Dividiamo con loro lo scorrere del calendario per anni. Una pantofola rosicchiata dopo l’altra, le lotte per la supremazia sul controllo del divano, le sederate per conquistare il centro del materasso per quanti dormono nello stesso letto-cuccia. E poi le ciotole amorevolmente riempite e vuotate in un battibaleno mentre la coda scolpisce gioiose eliche nell’aria, il rigatone al ragù allungato di straforo da sotto al tavolo, le passeggiate in regime di tira (lui) e molla (noi)… Poi arriva il Grande Traguardo e con lui il dolore della perdita, della separazione. Il lutto, insomma.
Si dice che i cani abbiano un loro paradiso a cui accedono percorrendo un ponte sull’arcobaleno. La certezza è che per chi resta la sofferenza è assimilabile a quella della perdita di un familiare. La società non sempre è pronta a riconoscere questo stato d’animo. Nel loro studio comparso sul terzo numero del 2017 della rivista Psicoterapia e Scienze Umane Ines Testoni e Loriana De Cataldo lo chiariscono fin dal titolo, ovvero Un lutto speciale. Delegittimazioni culturali e rappresentazioni della morte nella perdita di un animale domestico.
Oggi però la riflessione su questo aspetto della relazione uomo-animale ha subito un ribaltamento: e quando è l’essere umano ad andarsene per primo? Il dibattito è stato innescato dalle dichiarazioni rilasciate da Alain Delon a Paris Match, che gli ha dedicato un inserto speciale.
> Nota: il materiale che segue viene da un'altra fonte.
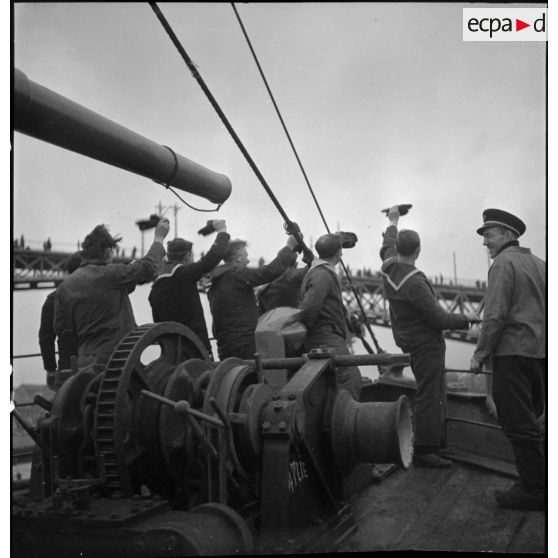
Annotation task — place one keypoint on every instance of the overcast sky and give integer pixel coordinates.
(384, 102)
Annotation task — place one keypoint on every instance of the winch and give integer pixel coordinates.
(162, 452)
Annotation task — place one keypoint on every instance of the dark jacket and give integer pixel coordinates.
(67, 345)
(283, 291)
(233, 303)
(93, 301)
(416, 315)
(322, 307)
(514, 318)
(174, 295)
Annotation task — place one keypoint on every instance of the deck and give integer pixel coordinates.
(442, 510)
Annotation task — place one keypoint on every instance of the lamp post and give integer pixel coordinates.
(144, 225)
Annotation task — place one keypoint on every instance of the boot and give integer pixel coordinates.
(431, 460)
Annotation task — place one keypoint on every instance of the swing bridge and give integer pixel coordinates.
(38, 269)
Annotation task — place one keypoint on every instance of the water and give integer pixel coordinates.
(27, 313)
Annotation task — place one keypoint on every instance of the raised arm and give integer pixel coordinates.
(258, 276)
(387, 251)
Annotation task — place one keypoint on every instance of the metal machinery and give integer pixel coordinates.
(163, 453)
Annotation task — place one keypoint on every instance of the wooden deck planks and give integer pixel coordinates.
(528, 537)
(442, 510)
(387, 509)
(430, 531)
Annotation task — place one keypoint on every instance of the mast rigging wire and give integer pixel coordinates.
(345, 270)
(291, 227)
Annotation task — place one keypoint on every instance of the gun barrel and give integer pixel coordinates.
(48, 116)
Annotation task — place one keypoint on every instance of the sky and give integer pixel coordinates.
(385, 104)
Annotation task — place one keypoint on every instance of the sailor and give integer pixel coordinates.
(67, 344)
(283, 291)
(513, 334)
(174, 295)
(322, 310)
(93, 301)
(417, 322)
(232, 299)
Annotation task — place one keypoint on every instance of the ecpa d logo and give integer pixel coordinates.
(504, 24)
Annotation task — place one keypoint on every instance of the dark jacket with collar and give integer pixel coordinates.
(514, 318)
(93, 301)
(322, 307)
(175, 296)
(416, 315)
(233, 302)
(67, 345)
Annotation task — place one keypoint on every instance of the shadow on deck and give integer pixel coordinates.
(442, 510)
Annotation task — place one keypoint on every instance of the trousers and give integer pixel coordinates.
(519, 390)
(428, 366)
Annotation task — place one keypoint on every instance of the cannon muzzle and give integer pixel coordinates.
(48, 116)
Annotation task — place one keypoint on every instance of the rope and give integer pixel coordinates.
(345, 270)
(195, 73)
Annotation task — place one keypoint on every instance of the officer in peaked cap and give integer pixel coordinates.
(500, 218)
(513, 337)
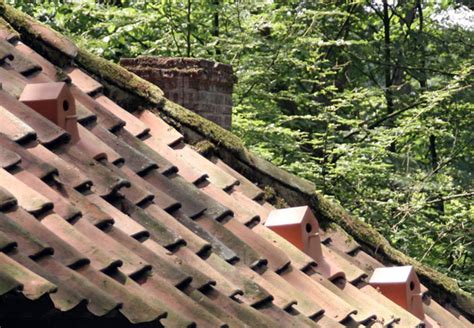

Delon afferma che, quando sarà il momento in cui lui verrà a mancare, darà disposizioni al veterinario affinché pratichi l’eutanasia al suo pastore belga di due anni, Loubo, che dovrà essere seppellito assieme a lui. «Preferisco così piuttosto che debba morire di dolore sulla mia tomba», ha motivato l’attore.
L’offensiva animalista non si è fatta attendere, e sui social le posizioni tra chi definisce tale scelta ultimo atto d’amore e chi estremo egoismo sono tutte squadernate. Con certa costernazione, anche, dal momento che Delon non può certo dirsi uno che non ama i cani, avendone sempre avuti con sé anche più di uno alla volta.
Il punto è che il cane dipende in tutto e per tutto dalle nostre scelte e dai nostri comportamenti; virtuosi o no, lui scodinzola e guarda innamorato il suo umano. Si fida ciecamente. E in questo senso il cane interroga, è palestra di altruismo in una relazione che richiede al bipede la responsabilità di scegliere il meglio per lui. Il cane non si ribella. Per questo il flacone dove confinano amore e possesso nella vita a sei zampe ha un bugiardino corto corto. «Maneggiare con cura», c’è scritto.